I did find a thread from January about racoons living in an indoor, I think my problem is different enough that I started a new thread. So far, no racoons are living in the barn, and I want to keep it that way!
Two nights ago, during a bad snowstorm (early evening) I was in barn getting ready to bring horses in and there was a huge ruckus in one of the donkeys run in shed. The donkeys were chasing two racoons out of shed, one racoon headed for barn, the other went the other way - moving quickly across a 10+ acre field. I now think the one that headed for barn ended up camping out near barn for the night.
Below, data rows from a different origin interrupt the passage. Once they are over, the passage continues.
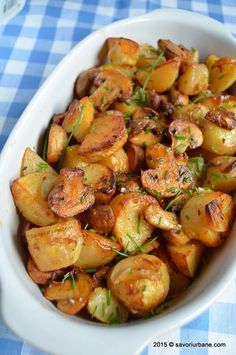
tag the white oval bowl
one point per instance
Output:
(24, 309)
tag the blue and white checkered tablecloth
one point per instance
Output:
(31, 45)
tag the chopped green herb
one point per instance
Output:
(108, 297)
(74, 129)
(90, 271)
(138, 224)
(180, 136)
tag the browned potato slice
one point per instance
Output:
(144, 139)
(30, 193)
(36, 275)
(194, 79)
(111, 85)
(122, 51)
(177, 98)
(218, 140)
(101, 218)
(135, 156)
(131, 230)
(55, 247)
(117, 162)
(160, 218)
(32, 163)
(221, 174)
(81, 114)
(72, 159)
(184, 134)
(148, 278)
(147, 56)
(71, 196)
(163, 76)
(96, 251)
(84, 82)
(125, 70)
(104, 307)
(107, 135)
(222, 74)
(193, 112)
(71, 295)
(178, 281)
(56, 143)
(172, 50)
(205, 215)
(160, 155)
(187, 257)
(176, 237)
(222, 118)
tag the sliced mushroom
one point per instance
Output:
(84, 82)
(160, 218)
(112, 85)
(222, 118)
(184, 135)
(72, 196)
(172, 50)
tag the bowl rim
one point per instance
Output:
(142, 332)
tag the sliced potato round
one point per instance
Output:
(117, 162)
(104, 307)
(81, 114)
(72, 294)
(218, 140)
(206, 215)
(131, 229)
(194, 79)
(122, 51)
(96, 250)
(140, 283)
(221, 174)
(55, 247)
(107, 135)
(163, 76)
(30, 193)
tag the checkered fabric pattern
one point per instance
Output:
(31, 45)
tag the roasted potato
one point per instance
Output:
(112, 85)
(206, 215)
(104, 307)
(107, 135)
(71, 196)
(218, 140)
(148, 278)
(117, 162)
(194, 79)
(79, 118)
(160, 218)
(55, 247)
(101, 218)
(72, 293)
(32, 163)
(122, 51)
(162, 77)
(96, 250)
(131, 229)
(39, 277)
(30, 194)
(222, 74)
(221, 174)
(56, 143)
(135, 156)
(187, 257)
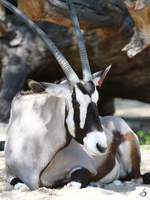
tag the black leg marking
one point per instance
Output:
(82, 176)
(146, 178)
(15, 181)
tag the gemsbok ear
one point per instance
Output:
(35, 86)
(99, 77)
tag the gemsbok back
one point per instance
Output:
(43, 121)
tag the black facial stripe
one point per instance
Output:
(87, 88)
(79, 134)
(92, 121)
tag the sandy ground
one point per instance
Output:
(128, 190)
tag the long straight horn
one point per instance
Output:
(70, 74)
(83, 54)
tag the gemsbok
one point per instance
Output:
(40, 149)
(42, 122)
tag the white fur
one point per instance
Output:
(117, 182)
(74, 184)
(95, 97)
(92, 139)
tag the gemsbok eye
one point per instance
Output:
(77, 105)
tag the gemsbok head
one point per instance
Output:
(42, 121)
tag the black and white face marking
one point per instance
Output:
(87, 127)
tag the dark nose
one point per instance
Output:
(100, 148)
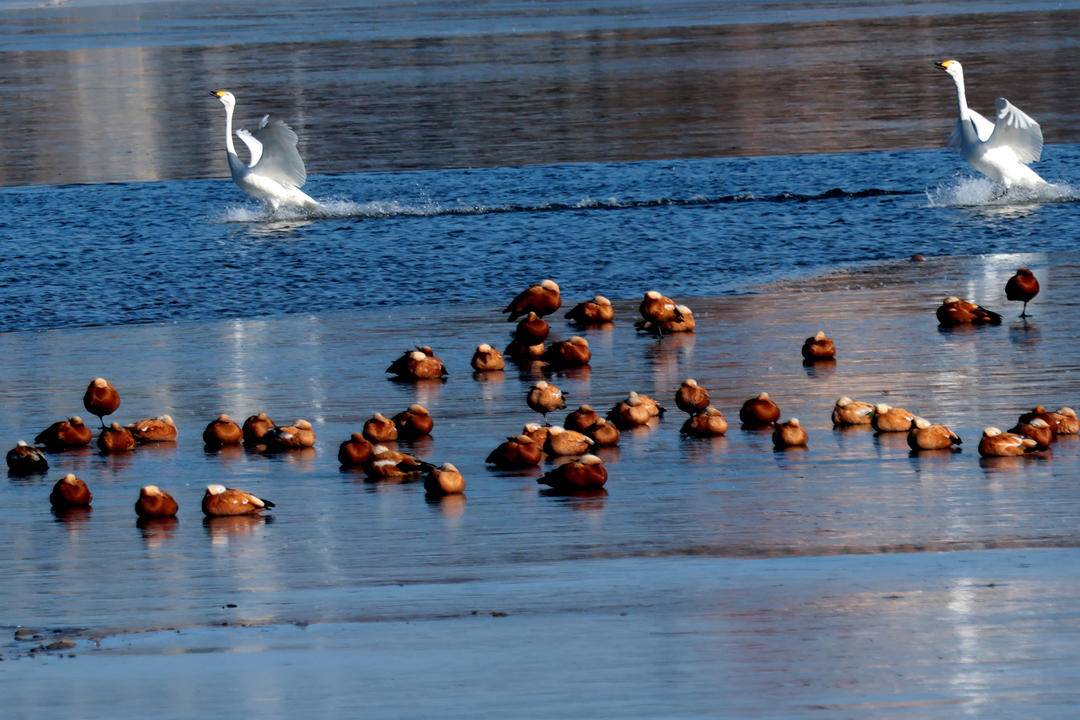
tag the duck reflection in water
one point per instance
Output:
(226, 528)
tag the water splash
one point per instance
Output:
(392, 208)
(981, 192)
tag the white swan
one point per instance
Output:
(1001, 150)
(275, 173)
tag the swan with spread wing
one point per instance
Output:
(275, 172)
(1001, 150)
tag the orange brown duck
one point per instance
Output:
(819, 348)
(354, 451)
(26, 460)
(1022, 287)
(220, 501)
(100, 398)
(925, 435)
(543, 299)
(154, 502)
(597, 311)
(604, 434)
(445, 479)
(1067, 421)
(588, 473)
(690, 397)
(414, 422)
(569, 353)
(790, 434)
(516, 452)
(531, 329)
(255, 429)
(562, 442)
(380, 429)
(888, 419)
(996, 444)
(848, 412)
(581, 418)
(706, 423)
(486, 358)
(419, 364)
(70, 491)
(545, 397)
(223, 432)
(295, 436)
(954, 311)
(116, 438)
(759, 411)
(65, 435)
(153, 430)
(1038, 430)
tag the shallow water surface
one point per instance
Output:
(679, 516)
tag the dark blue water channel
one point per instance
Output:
(196, 249)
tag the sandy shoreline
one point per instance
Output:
(678, 514)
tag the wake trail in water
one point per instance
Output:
(981, 192)
(390, 208)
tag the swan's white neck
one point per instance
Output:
(235, 166)
(960, 95)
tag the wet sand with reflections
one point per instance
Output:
(713, 578)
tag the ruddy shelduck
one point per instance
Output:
(1022, 287)
(516, 452)
(586, 473)
(790, 434)
(414, 422)
(690, 397)
(997, 444)
(709, 422)
(543, 299)
(888, 419)
(545, 397)
(26, 460)
(419, 364)
(759, 411)
(597, 311)
(65, 435)
(954, 311)
(221, 501)
(223, 432)
(154, 502)
(569, 353)
(153, 430)
(354, 451)
(925, 435)
(70, 491)
(848, 412)
(380, 429)
(445, 479)
(562, 442)
(116, 438)
(486, 358)
(100, 398)
(819, 348)
(581, 418)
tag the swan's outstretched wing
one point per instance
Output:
(983, 127)
(253, 146)
(1017, 131)
(280, 160)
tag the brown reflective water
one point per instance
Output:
(711, 574)
(113, 93)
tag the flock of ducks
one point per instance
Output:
(577, 469)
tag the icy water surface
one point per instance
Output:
(710, 574)
(138, 253)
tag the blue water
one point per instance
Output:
(192, 249)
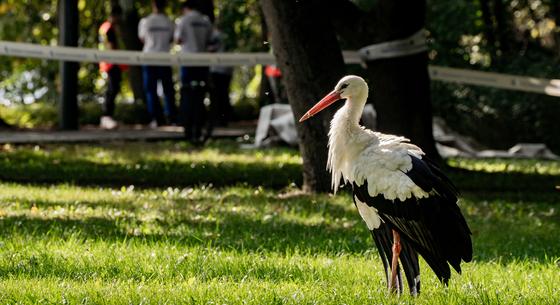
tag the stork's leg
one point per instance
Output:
(393, 284)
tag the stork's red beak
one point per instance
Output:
(322, 104)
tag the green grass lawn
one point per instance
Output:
(119, 232)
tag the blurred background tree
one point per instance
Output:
(509, 36)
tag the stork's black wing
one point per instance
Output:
(383, 237)
(434, 226)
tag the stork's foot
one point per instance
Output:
(393, 282)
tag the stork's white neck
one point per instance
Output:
(346, 138)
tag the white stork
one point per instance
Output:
(407, 203)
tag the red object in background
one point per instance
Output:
(272, 71)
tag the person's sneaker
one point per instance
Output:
(108, 122)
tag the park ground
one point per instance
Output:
(165, 223)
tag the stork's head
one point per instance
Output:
(348, 87)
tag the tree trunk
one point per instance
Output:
(310, 59)
(401, 85)
(129, 36)
(68, 103)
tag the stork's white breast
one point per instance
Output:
(369, 214)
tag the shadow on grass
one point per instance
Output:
(34, 168)
(28, 167)
(496, 239)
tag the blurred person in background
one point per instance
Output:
(112, 73)
(156, 32)
(221, 111)
(193, 33)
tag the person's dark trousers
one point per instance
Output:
(153, 74)
(220, 106)
(114, 77)
(194, 81)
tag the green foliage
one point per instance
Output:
(45, 115)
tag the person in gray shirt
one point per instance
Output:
(193, 33)
(156, 32)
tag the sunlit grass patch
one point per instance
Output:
(249, 245)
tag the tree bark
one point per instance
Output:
(310, 59)
(400, 86)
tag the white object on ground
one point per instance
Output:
(108, 122)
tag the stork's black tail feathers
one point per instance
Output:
(383, 237)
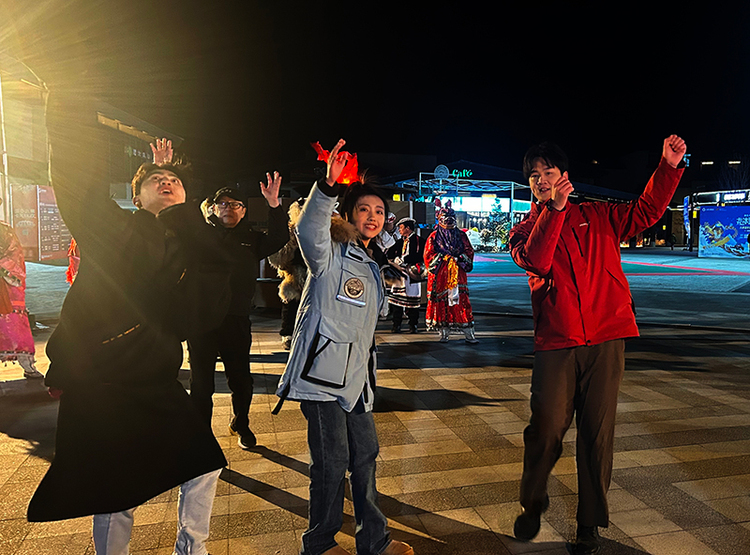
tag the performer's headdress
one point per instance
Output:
(446, 216)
Unfortunately, I didn’t realize it stuck around and there was cat food put out in the morning. I went back inside and came out a short time later to find it was in the barn. I got it out of barn, and it took off to a neighbor’s barn down the road - the other direction of where its friend went the night before. This neighbor (cows, not horses) has complained profusely about having an abundance of racoons in and around their barns for years. I have not had a problem, I think I have seen one racoon in the last ten years, but I had dogs who always accompanied me up until last year or maybe the donkeys chased them off, not sure but have never even seen their footprints/tracks much less an actual racoon besides that one time.
It came back last night. The sliding barn doors don’t stay completely shut tight, are moveable to some degree, and it squeezed in. All cat food was removed, it checked the place out but wouldn’t leave and after a couple hours I was desperate, so put a can of cat food upwind of barn 100ft or so just to get it to leave since previous attempts just had it coming back in through the weak doors. While it was eating, I got out my drill, 3/4 " plywood, 2x10s, and made the doors tight but still functional. It held. I can see where the racoon tore chunks off the door and footprints all around barn, but it was unable to come back into the barn.
Did I really screw up putting that food out to get it out of the barn? If I keep doors shut, will it eventually go away for good? I expect it will come back and try to get in barn again, any idea for how long it might keep coming back before deciding nothing to eat here? Should I keep barn doors shut 24/7?
During wee hours barn check I realized I had also locked in two feral cats that I think came from cow barn down the road. I was thinking of creating a cat door really high off the ground so they can get out. From what I’ve read racoons can’t access openings if they are high enough. Anyone have firsthand experience with this and any tips?
I have my own barn cats, not feral and fixed/shots up to date. My plan is that they will get only dry food in the day - will this be ok?
I don’t think the racoon was rabid, just scared and hungry and now alone without its friend. It looked young to me, but I don’t know anything about racoons. It did seem to be favoring a front paw, no visible injuries so perhaps the donkey got it but seemed healthy otherwise.
Any advice appreciated. They sure look cute until they aren’t. And impressively destructive.